Aldrian, Co Tyrone.

One good thing about the temporary ‘one car per household limit’, is that I dedicate the daily 40 minute bus commute to the business stuff I hate devoting precious studio time to. Issues with supply and demand to the electric car industry mean the wait time for a new car is approximately 6 months, but the outlawing of ‘inbuilt obsolescence’ means that the average person will buy a car at most twice in their lifetime. Today my freed-up hands and head are taking advantage of this twice-in-a-lifetime opportunity to clear a mountain of administrative work. Since 2037 every metal order must be accompanied by government ID, maker’s license, purpose of use and practically what you ate for breakfast. All sales of precious metal goods must also include a Certificate of Ownership. People scoffed that they might as well wear security collars around their necks at the introduction of licenses for not only jewellery but any item using materials listed on the Endangered Resources Appendix (ERA) but the measures gained support as burglaries and other crimes have fallen drastically due to the difficulty in trading anything without an ERA license.

When my new car arrives, despite it being self-drive, I’ll return to savouring the dawn-drenched mountains, my soul-fuel, on the daily commute to my studio, imagining the ancient smiths at Beaghmore standing stones about to also begin their daily rituals. Just a handful of cottages and farms dot the ancient landscape until the perfectly unsymmetrical symmetry of nature, is rudely interrupted by the silhouette of a newly grassed hill that looks like a child drew it with a ruler. This strange anomaly prepares the eye, somewhat, for the square-mile concrete forest of semi-detached and dormer bungalows alongside acres of giant galvanised-roofed warehouses that are allegedly, according to the planning proposals “in keeping with the style of rural buildings in the area” . They are certainly indicative of rural buildings in their emptiness and want of a lick of paint! The town of Aldrian, renamed after the mining corporation who finally began extracting gold here in 2035 following years of controversy, was abandoned in 2039 when the corporations claim to being completely “net zero” was challenged in the high court with evidence of water contamination and soil deterioration in neighbouring farms. Having invested millions, in the years prior to being granted a license, funding all kinds of community programs and clubs, and ensuring a steady workforce for the mines with the establishment of a technical college , Aldrian Corp weren’t about to scarper off into the sunset. With new local support in the form of their now unemployed workers, and testimonies from respected scientists in support of their endeavours, Aldrian might well be back in business sooner than the mounds of tailings redefining the topography of The Sperrins are pathetically ‘landscaped’.

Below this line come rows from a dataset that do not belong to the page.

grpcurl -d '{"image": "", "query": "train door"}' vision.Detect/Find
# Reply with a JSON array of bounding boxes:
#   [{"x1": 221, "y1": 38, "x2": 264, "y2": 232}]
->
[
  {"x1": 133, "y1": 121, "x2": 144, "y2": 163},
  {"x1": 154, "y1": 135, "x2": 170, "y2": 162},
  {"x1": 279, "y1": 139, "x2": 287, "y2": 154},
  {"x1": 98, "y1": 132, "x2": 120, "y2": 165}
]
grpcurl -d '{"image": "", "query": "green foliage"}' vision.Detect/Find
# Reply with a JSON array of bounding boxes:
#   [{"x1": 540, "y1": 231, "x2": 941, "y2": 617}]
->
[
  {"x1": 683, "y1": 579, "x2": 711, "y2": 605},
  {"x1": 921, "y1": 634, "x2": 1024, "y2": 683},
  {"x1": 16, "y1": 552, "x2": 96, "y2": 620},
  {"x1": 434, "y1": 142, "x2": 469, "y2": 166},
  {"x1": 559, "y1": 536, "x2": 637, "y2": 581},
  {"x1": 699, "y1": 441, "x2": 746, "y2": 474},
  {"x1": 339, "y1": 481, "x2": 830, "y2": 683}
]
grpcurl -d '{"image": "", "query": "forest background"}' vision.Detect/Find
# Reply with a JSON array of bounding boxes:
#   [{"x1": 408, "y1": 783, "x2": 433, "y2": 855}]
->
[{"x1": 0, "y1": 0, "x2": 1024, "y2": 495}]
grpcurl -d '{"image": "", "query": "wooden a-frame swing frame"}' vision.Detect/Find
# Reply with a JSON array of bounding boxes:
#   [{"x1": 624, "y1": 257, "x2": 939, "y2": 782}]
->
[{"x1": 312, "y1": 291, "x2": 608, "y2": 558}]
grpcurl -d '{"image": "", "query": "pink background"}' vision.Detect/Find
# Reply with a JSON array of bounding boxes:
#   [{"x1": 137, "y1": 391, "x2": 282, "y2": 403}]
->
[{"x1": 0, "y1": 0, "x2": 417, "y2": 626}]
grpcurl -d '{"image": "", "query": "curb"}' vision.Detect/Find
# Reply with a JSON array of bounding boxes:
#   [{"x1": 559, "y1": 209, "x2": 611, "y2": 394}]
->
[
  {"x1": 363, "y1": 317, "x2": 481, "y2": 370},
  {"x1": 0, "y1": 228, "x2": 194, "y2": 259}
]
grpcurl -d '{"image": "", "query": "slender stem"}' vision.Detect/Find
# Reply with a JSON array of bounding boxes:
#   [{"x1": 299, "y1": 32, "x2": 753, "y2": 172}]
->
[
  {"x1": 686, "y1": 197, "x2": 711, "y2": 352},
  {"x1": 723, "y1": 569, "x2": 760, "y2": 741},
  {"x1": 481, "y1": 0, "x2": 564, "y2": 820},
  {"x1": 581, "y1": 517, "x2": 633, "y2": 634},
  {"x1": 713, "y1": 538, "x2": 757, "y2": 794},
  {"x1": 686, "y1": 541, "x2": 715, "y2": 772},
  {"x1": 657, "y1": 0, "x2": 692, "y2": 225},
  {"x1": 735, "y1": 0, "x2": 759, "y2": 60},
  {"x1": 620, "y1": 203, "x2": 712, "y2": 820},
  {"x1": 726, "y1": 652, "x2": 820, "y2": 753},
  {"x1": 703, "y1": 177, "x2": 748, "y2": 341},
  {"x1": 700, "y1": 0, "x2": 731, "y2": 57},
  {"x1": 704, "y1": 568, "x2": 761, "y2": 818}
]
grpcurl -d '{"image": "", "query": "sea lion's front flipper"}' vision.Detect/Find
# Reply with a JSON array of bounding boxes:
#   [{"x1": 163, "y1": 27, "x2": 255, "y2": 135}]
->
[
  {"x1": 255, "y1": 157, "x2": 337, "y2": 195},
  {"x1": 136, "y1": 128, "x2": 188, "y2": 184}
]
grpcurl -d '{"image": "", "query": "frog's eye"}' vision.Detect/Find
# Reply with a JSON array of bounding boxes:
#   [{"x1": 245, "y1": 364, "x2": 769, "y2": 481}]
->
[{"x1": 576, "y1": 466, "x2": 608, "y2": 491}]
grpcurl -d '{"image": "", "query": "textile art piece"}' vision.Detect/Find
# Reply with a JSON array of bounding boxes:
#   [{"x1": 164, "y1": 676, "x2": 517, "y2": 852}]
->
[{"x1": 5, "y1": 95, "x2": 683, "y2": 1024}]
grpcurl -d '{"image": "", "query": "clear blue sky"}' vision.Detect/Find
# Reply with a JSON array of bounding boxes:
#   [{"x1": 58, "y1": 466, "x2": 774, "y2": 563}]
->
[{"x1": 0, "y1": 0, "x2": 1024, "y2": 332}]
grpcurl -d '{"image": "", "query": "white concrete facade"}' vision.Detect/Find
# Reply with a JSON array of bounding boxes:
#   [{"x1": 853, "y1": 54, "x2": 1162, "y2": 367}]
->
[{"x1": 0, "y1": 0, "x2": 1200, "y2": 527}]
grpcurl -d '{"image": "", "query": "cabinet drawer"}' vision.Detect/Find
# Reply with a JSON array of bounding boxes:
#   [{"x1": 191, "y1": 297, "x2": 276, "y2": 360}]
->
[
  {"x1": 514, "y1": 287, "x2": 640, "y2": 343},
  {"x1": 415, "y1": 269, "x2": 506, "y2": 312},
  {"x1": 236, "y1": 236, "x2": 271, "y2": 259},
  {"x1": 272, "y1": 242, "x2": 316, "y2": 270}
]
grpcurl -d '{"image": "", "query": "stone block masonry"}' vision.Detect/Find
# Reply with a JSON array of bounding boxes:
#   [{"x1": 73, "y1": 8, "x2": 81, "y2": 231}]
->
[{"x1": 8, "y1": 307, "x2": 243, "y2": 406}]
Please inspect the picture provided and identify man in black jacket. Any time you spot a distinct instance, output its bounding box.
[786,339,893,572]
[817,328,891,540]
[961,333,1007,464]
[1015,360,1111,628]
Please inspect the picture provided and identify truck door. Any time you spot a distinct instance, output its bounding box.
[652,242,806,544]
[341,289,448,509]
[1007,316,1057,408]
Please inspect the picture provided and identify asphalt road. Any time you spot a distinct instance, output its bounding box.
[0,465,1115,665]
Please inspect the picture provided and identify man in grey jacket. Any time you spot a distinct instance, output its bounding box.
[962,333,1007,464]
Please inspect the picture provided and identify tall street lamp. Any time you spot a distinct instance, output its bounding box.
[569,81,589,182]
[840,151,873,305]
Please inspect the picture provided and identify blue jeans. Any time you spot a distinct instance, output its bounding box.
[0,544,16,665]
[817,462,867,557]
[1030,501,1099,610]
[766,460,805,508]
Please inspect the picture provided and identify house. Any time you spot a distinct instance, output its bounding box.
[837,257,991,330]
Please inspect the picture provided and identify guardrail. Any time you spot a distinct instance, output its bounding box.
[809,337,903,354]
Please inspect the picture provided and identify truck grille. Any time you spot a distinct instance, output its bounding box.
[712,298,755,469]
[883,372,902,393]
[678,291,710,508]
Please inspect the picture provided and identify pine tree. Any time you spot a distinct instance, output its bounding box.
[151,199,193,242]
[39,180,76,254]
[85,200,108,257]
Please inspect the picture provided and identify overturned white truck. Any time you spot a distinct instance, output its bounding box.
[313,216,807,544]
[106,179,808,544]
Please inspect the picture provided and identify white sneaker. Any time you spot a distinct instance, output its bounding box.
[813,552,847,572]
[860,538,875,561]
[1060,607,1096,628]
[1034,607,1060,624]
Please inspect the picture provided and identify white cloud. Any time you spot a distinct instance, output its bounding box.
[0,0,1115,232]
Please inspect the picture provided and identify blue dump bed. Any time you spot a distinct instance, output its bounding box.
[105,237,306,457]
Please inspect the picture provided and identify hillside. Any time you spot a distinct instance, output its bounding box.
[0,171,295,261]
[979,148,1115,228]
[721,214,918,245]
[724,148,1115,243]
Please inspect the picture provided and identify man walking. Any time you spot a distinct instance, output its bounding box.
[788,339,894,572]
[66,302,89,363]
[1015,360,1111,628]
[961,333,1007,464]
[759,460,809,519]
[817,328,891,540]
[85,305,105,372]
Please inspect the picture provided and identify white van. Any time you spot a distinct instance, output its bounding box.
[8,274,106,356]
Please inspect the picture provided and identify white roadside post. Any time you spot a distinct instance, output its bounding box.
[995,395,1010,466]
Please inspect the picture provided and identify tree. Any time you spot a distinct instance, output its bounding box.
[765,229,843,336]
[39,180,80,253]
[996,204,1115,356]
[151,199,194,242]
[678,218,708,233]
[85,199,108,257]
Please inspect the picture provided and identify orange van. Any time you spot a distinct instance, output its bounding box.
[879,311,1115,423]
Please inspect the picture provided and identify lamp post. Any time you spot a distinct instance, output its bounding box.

The hypocrisy of my opposition to the extraction of gold, as a goldsmith, is not for a second lost on me. My work aside, the deposit for our house was paid for from my husbands 5 years working in The Wheatstone Gas Project in northern Australia.

My studio is a crumbling, patched up cabin on the estate of a rundown country manor. There is an old forge at the other side of the yard and I like to imagine the neighbours I might have had centuries ago. I also like to imagine the studio I would build in that forge, the ghosts of hands-past lingering in the ether whispering ideas to me.

Caroline Gardner is already in the yard and I apologise profusely for my lateness. Caroline works with a social enterprise called We Make Good, who for over 2 decades have transformed the lives of rehabilitated drug-offenders, ex-prisoners, migrants and others facing social challenges. They collaborate with makers and designers to create meaningful employment for their clients. The items they produce for sale carry the belief that the things around us should reflect who we want to be as a society. She is here to collect a commissioned piece that incorporates the treasured gold jewellery of many generations of her family. She is genuinely fascinated by the tools and materials that permeate every shelf, crack, and corner of the cabin, and I am delighted at any opportunity to discuss my most prized possessions; including an antler bearing the imprint of years of hammer work, found in the old forge, and a spoon and hammer from the workshop of 18th century silversmith Hester Bateman gifted to me by my first tutor and dear friend master silversmith Peter Donovan. I inform her that her torc bracelet is a descendant of an iron age ribbon torc, that the tools used to make it descended from antlers, and that the excess gold added to her piece was recycled in Ireland, so maybe even more of her ancestors are having a reunion in there! I have the skills to produce this work authentically, thanks to a master craftsman named Brian Clarke, who was asked to replicate a ribbon torc for The National Museum of Ireland at the turn of the century, provoking a decades long enquiry into this visitor from another world. We talk at length about the hand skills that are vital to our existence and that have the ability to rehabilitate and redefine people.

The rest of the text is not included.